Charles A. Sanders, author of The Self-Reliant Homestead: A Book of Country Skills, has made a career as a Conservation Officer with the Indiana State Dept. of Conservation. He is also a homesteader. It almost goes without saying that his book is filled with practical applications relating to myriad things you’ll want to know about.
Sanders has done an admirable job of covering all the basics in a well-ordered format that is easy to read and quick to reference via the contents page.
We were particularly taken with the section devoted to woodlot management, but you’ll probably have your own areas of interest. Whether it’s raising rabbits, fixing fence, or brooding banties that you’re interested in, you’re likely to find a few kind and helpful words to ease your awkwardness inside The Self-Reliant Homestead.

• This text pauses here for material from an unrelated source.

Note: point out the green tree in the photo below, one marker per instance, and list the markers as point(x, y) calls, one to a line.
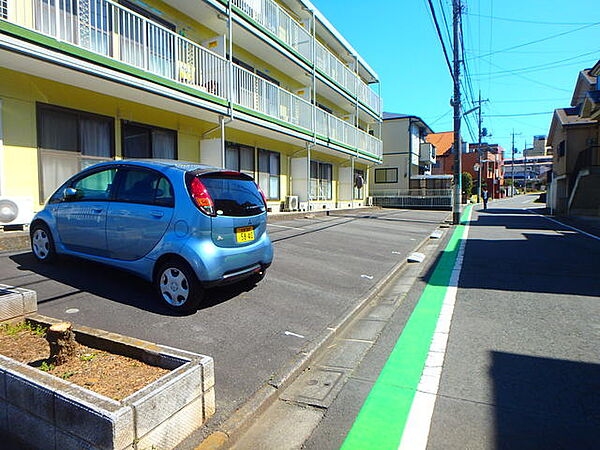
point(467, 181)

“Sometimes prospective ‘homesteaders’ are lured to the country by the thoughts of living a simple life and making a living solely from their small farm. If you are hoping to make a living strictly off your homestead in the traditional agricultural sense, then you are likely to be in for some big disappointments.
For many reasons, in today’s economy, it is difficult for one wage-earner to make enough to support a family. Similarly, it can be tough to live in the country and support a family on a rural income.
In the ‘old days’, farmers held what you might call ‘diversified stock portfolios.’ That is, every well-rounded homestead had a variety of stock: cattle, hogs, chickens, horses, and maybe sheep, rabbits, and fowl. They knew that diversification was the key to maintaining a profitable farm. Each type of livestock contributed its own important part to the whole of the farm income. I believe that a modern-day small farmer-homesteader would do well to imitate these predecessors. Often we seem to be looking for that magical moneymaker that we can concentrate our efforts on. More realistically, diversification is the better answer.”